I have found taking air into my abdomen harder to do lately than it used to be before I started trying to fix my technique (and I was actually trying to do that in the vid, including in the unrack). I used to be able to take enough air in that my stomach pushed into the top of my thighs at the bottom of the lift, making it easier; but lately it has been feeling like my midsection has to really tighten up while upright just to keep the weight steady in preparation for the descent. I really hadn’t noticed the lower back rounding on the unrack. Perhaps this is keeping me from really getting my diaphram involved. I have a weight belt on order; maybe putting it on and practicing pushing my gut into it while unracking, stepping back, then just re-racking would be a good way to rediscover taking air into my gut.
When I say stay more upright, I don’t mean extreme upright, for that to happen the bar would be higher and your knees will track forward more. You’ll be able to sit back more and stay more upright if you work on hamstring strength. You should break at the hip first, pushing them back and sit back, your upper body will follow along with the bending of your knees. Being raw, it wont be as exaggerated as if you were in gear. The main problem is when you get in the hole, you lower the bar more than your hips, b/c I think in your head it means you’re going deeper. But in reality your hips aren’t going lower but you’re increasing the amount of work you’re doing.
You might try to take a deep breath after you setup underneath the bar (but haven’t unracked the weight), then arch it out of the rack and walk it out. Once you have your stance, breath a little out but don’t lose tightness and take a deep breath into your stomach.
That makes sense, thanks. I’ve been doing goodmornings for reps once a week to help address the hamstrings, as well as the weekly deadlifts in my program. Your comment about my back strength picking up the slack for hamstrings and abductors also makes sense-- my deadlift numbers are a lot better than my squat numbers (did 345 for 5 reps last week, with a few reps left in the tank). Are there any other assistance exercises I might consider adding, or should I just keep focusing on form and getting stronger in squat overall?
That makes sense, thanks. I’ve been doing goodmornings for reps once a week to help address the hamstrings, as well as the weekly deadlifts in my program. Your comment about my back strength picking up the slack for hamstrings and abductors also makes sense-- my deadlift numbers are a lot better than my squat numbers (did 345 for 5 reps last week, with a few reps left in the tank). Are there any other assistance exercises I might consider adding, or should I just keep focusing on form and getting stronger in squat overall?[/quote]

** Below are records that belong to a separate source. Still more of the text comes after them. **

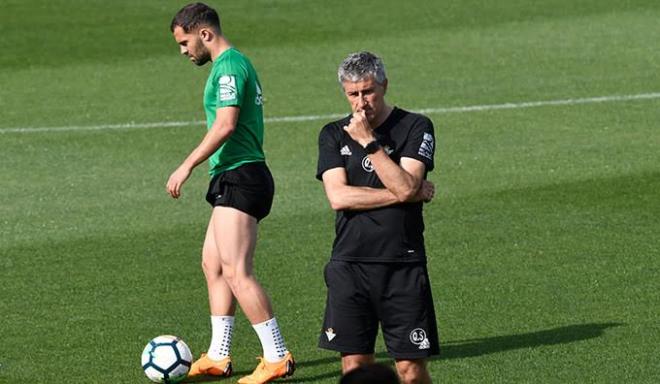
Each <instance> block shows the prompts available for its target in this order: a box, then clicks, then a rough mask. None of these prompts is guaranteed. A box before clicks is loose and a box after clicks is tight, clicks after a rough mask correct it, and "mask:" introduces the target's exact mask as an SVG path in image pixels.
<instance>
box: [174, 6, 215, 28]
mask: <svg viewBox="0 0 660 384" xmlns="http://www.w3.org/2000/svg"><path fill="white" fill-rule="evenodd" d="M175 27H181V28H182V29H183V31H184V32H185V33H190V32H191V31H194V30H196V29H198V28H200V27H209V28H212V29H214V30H215V31H216V32H217V33H218V34H222V29H221V28H220V16H218V13H217V12H216V11H215V9H213V8H211V7H209V6H208V5H206V4H204V3H192V4H188V5H186V6H185V7H183V8H181V10H179V12H177V13H176V15H174V18H173V19H172V24H171V25H170V31H172V32H174V28H175Z"/></svg>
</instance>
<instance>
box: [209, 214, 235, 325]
mask: <svg viewBox="0 0 660 384" xmlns="http://www.w3.org/2000/svg"><path fill="white" fill-rule="evenodd" d="M202 270H203V271H204V276H205V277H206V287H207V289H208V291H209V307H210V309H211V315H212V316H234V313H235V312H236V302H235V300H234V295H233V294H232V292H231V288H230V287H229V284H227V281H226V280H225V278H224V276H223V274H222V260H221V259H220V254H219V253H218V247H217V245H216V242H215V236H214V234H213V218H211V219H210V220H209V226H208V228H207V230H206V238H205V239H204V246H203V248H202Z"/></svg>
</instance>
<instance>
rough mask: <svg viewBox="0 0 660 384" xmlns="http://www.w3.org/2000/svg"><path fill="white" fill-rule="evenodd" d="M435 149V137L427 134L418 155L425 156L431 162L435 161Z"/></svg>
mask: <svg viewBox="0 0 660 384" xmlns="http://www.w3.org/2000/svg"><path fill="white" fill-rule="evenodd" d="M434 147H435V140H434V139H433V135H431V134H430V133H425V134H424V138H423V139H422V144H420V146H419V151H418V152H417V154H419V155H420V156H424V157H426V158H427V159H429V160H433V148H434Z"/></svg>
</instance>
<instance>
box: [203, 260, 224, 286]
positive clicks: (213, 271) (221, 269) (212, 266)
mask: <svg viewBox="0 0 660 384" xmlns="http://www.w3.org/2000/svg"><path fill="white" fill-rule="evenodd" d="M202 272H204V276H206V280H209V281H210V280H215V279H219V278H221V277H222V266H221V265H220V264H218V263H213V262H209V261H207V260H206V258H202Z"/></svg>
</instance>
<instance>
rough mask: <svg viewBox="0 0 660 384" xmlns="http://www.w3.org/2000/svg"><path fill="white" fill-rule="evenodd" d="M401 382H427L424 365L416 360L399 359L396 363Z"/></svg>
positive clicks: (423, 364) (397, 371)
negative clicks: (400, 360) (411, 360)
mask: <svg viewBox="0 0 660 384" xmlns="http://www.w3.org/2000/svg"><path fill="white" fill-rule="evenodd" d="M396 370H397V373H398V374H399V378H400V379H401V383H402V384H426V383H428V382H429V380H428V373H427V372H426V365H425V364H424V363H423V362H418V361H399V362H397V364H396Z"/></svg>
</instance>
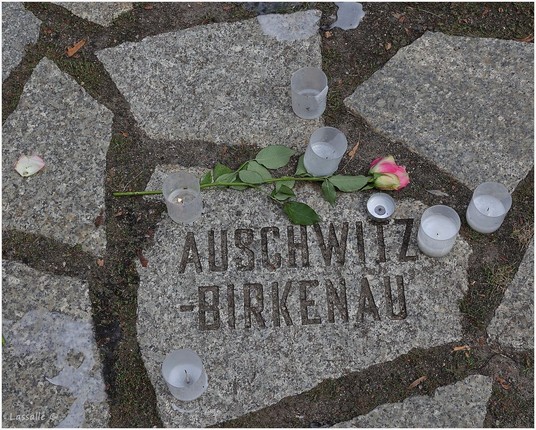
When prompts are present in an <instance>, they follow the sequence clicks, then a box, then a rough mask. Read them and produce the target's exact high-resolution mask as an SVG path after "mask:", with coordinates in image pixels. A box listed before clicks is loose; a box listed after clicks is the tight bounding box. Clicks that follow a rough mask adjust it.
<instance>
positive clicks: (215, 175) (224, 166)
mask: <svg viewBox="0 0 536 430" xmlns="http://www.w3.org/2000/svg"><path fill="white" fill-rule="evenodd" d="M213 172H214V173H213V175H212V177H213V178H214V180H216V179H219V178H220V176H221V175H224V174H227V173H233V170H232V169H231V168H230V167H227V166H226V165H225V164H221V163H216V165H215V166H214V169H213ZM219 182H224V181H222V180H220V181H219Z"/></svg>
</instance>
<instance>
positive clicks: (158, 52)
mask: <svg viewBox="0 0 536 430" xmlns="http://www.w3.org/2000/svg"><path fill="white" fill-rule="evenodd" d="M319 19H320V12H319V11H306V12H298V13H295V14H291V15H284V16H281V15H265V16H263V17H259V19H257V18H254V19H250V20H245V21H240V22H233V23H218V24H211V25H204V26H199V27H193V28H190V29H187V30H183V31H177V32H173V33H166V34H161V35H158V36H154V37H147V38H145V39H144V40H142V41H141V42H136V43H134V42H129V43H123V44H121V45H119V46H117V47H114V48H109V49H104V50H102V51H99V52H97V56H98V58H99V60H101V61H102V62H103V64H104V66H105V68H106V70H107V71H108V73H109V74H110V76H111V77H112V79H113V81H114V82H115V84H116V85H117V87H118V88H119V90H120V91H121V93H122V94H123V95H124V96H125V98H126V99H127V101H128V102H129V104H130V106H131V109H132V113H133V114H134V117H135V118H136V121H138V123H139V124H140V126H141V127H142V128H143V129H144V130H145V132H146V133H147V134H148V135H149V136H150V137H152V138H154V139H166V140H175V139H189V140H205V141H210V142H216V143H218V144H228V145H239V144H241V143H248V144H255V145H259V146H261V147H264V146H268V145H271V144H283V145H286V146H289V147H295V148H304V147H305V146H306V145H307V142H308V139H309V136H310V135H311V134H312V133H313V131H314V130H315V129H316V128H318V127H319V126H321V125H322V120H320V119H319V120H303V119H300V118H298V117H297V116H296V115H294V113H293V111H292V107H291V97H290V77H291V75H292V73H293V72H294V71H296V70H298V69H299V68H301V67H305V66H315V67H321V65H322V58H321V52H320V36H319V34H318V21H319ZM285 28H286V29H289V30H288V31H285V30H284V29H285ZM293 28H301V32H297V31H294V30H292V29H293ZM271 29H273V30H274V31H275V30H277V33H278V36H277V37H274V35H273V34H274V33H273V31H271ZM281 29H283V30H281ZM291 30H292V31H291ZM281 35H285V36H284V37H283V36H281ZM281 38H283V39H291V40H280V39H281Z"/></svg>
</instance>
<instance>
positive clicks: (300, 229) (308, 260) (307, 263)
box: [287, 225, 309, 267]
mask: <svg viewBox="0 0 536 430" xmlns="http://www.w3.org/2000/svg"><path fill="white" fill-rule="evenodd" d="M287 241H288V264H289V266H290V267H298V266H297V264H296V251H297V250H298V249H299V250H300V251H301V257H302V259H301V267H309V248H308V246H307V228H306V226H304V225H301V226H300V242H295V241H294V227H293V226H288V227H287Z"/></svg>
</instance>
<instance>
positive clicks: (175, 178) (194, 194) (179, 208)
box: [162, 172, 203, 224]
mask: <svg viewBox="0 0 536 430" xmlns="http://www.w3.org/2000/svg"><path fill="white" fill-rule="evenodd" d="M162 194H163V195H164V199H165V202H166V207H167V211H168V214H169V216H170V218H171V219H172V220H173V221H175V222H177V223H182V224H189V223H191V222H193V221H195V220H196V219H197V218H199V217H200V216H201V212H202V210H203V203H202V200H201V189H200V185H199V180H198V179H197V178H196V177H195V176H193V175H190V174H189V173H186V172H179V173H172V174H171V175H169V176H168V177H167V178H166V179H165V180H164V184H163V185H162Z"/></svg>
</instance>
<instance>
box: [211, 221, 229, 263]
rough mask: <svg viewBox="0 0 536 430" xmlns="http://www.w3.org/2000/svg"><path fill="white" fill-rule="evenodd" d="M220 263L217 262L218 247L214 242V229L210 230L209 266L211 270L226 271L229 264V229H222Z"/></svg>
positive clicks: (214, 241)
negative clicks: (217, 246)
mask: <svg viewBox="0 0 536 430" xmlns="http://www.w3.org/2000/svg"><path fill="white" fill-rule="evenodd" d="M220 236H221V239H220V244H221V245H220V261H221V263H220V265H217V264H216V249H215V248H216V247H215V244H214V242H215V241H214V230H210V231H209V232H208V267H209V270H210V271H211V272H225V271H226V270H227V267H228V266H229V259H228V249H227V230H221V231H220Z"/></svg>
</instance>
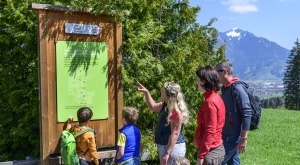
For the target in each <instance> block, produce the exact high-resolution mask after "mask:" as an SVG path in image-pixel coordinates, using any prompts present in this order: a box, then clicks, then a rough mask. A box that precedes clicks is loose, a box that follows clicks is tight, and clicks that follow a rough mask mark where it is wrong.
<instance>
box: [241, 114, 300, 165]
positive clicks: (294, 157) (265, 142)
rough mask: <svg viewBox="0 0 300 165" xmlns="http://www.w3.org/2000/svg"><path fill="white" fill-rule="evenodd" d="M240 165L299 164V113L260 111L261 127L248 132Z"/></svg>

Aside from doing the adductor machine in the gym, try unilateral work to hit the adductors. Yours are too weak and while you can technically work them up with a wide stance squat/deadlift, you may also be a little too tight to get your knees out that far.
So work the technique (meaning squat variations with wider knee, not foot positions) in zerchers, front squat and box squats. Unilaterals like step ups, lunges, RLESS will work them pretty good too.
Of course, always work the hips hard, most of which involve the hamstrings too. RDLs, sumo/semi-sumo pulls and from a deficit, ghr, pull throughs, various stance good mornings.
Lastly, until you get the knee tracking better, I’d personally bring your stance in
Yeah idk, looks kind of goofy, have no idea why the feet are all pointed out like that. Makes no sense.